INTERFACE_NAME_NODEs are a special kind of tree nodes, only used for this purpose. They contain the name of the interface, the name of the module (to detect the unlikely case that different modules have interfaces of the same name which otherwise might confuse GPC), and the checksum of that interface. The latter may seem redundant with the checksum stored in the GPI_CHUNK_IMPORT chunk, but in fact it is not. On the one hand, GPI_CHUNK_IMPORT chunks occur only for interfaces imported directly, while the INTERFACE_NAME_NODE mechanism might also refer to interfaces imported indirectly. On the other hand, storing the checksum in the GPI_CHUNK_IMPORT chunks allows the import mechanism to detect discrepancies and refuse to load inconsistent interfaces, whereas during the handling of the GPI_CHUNK_NODES chunk, the imported modules must already have been loaded. (It would be possible to scan the GPI_CHUNK_NODES chunk while deciding whether to recompile, but that would be a lot of extra effort, compared to storing the checksum in the GPI_CHUNK_IMPORT chunks.)

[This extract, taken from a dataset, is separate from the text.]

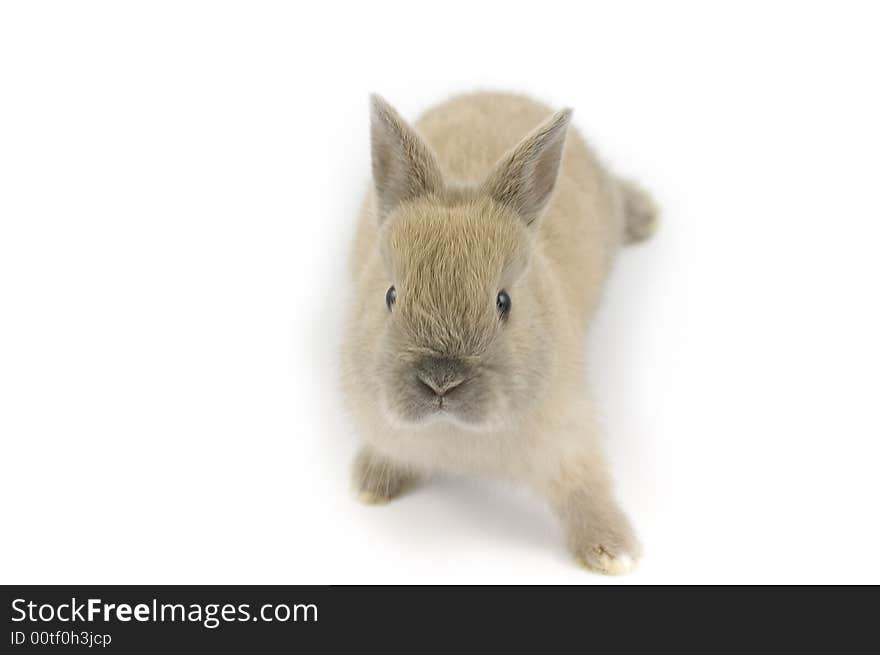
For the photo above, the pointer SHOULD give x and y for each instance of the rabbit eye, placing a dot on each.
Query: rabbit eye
(390, 296)
(503, 304)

Finally, at the end of the GPI_CHUNK_NODES chunk, a checksum of its own contents (excluding the checksum itself, of course) is appended. This is to detect corrupted GPI files and is independent of the other uses of checksums.

An offset table for the tree nodes. Each node in a GPI file is assigned a unique id (which is stored as an integer wherever nodes refer to other nodes). There are some special tree nodes (e.g., integer_type_node or NULL_TREE) which are used very often and have fixed meanings. They have been assigned predefined ids, so they don't have to be stored in the GPI file at all. Their number and values are fixed (but may change between different GPC versions), see SPECIAL_NODES in module.c.

For the remaining nodes, the GPI_CHUNK_OFFSETS table contains the file offsets as integers where they are stored within the (only) GPI_CHUNK_NODES chunk. The offsets are relative to the start of that chunk, i.e. after the chunk header. After the table (but still in this chunk) the id of the main node which contains the list of all exported names is stored as an integer. (Currently, this is always the last node, but for the file format definition, this is not guaranteed.)

This chunk contains no data (i.e., its size must be 0). Its only purpose is to signal that the module implementation or the implementation part of the unit has been compiled. (Stored, but not used currently.)

That's it. Now you should be able to “read” GPI files using GPC's --debug-gpi option. There is also a utility gpidump (built and installed with GPC, source code in the utils directory) to decode and show the contents of GPI files. It does also some amount of integrity checking (a little more than GPC does while loading GPI files), so if you suspect a problem with GPI files, you might want to run gpidump on them, discarding its standard output (it writes all error reports to standard error, of course).

If you encounter a case where the loaded information differs too much from the stored information, you have found a bug – congratulations! What “too much” means, depends on the object being stored in or loaded from the GPI file. Remember that the order things are loaded from a GPI file is the reversed order things are stored when considering different recursion levels, but the same order when considering the same recursion level. (This is important when using --debug-gpi; with gpidump you can read the file in any order you like.)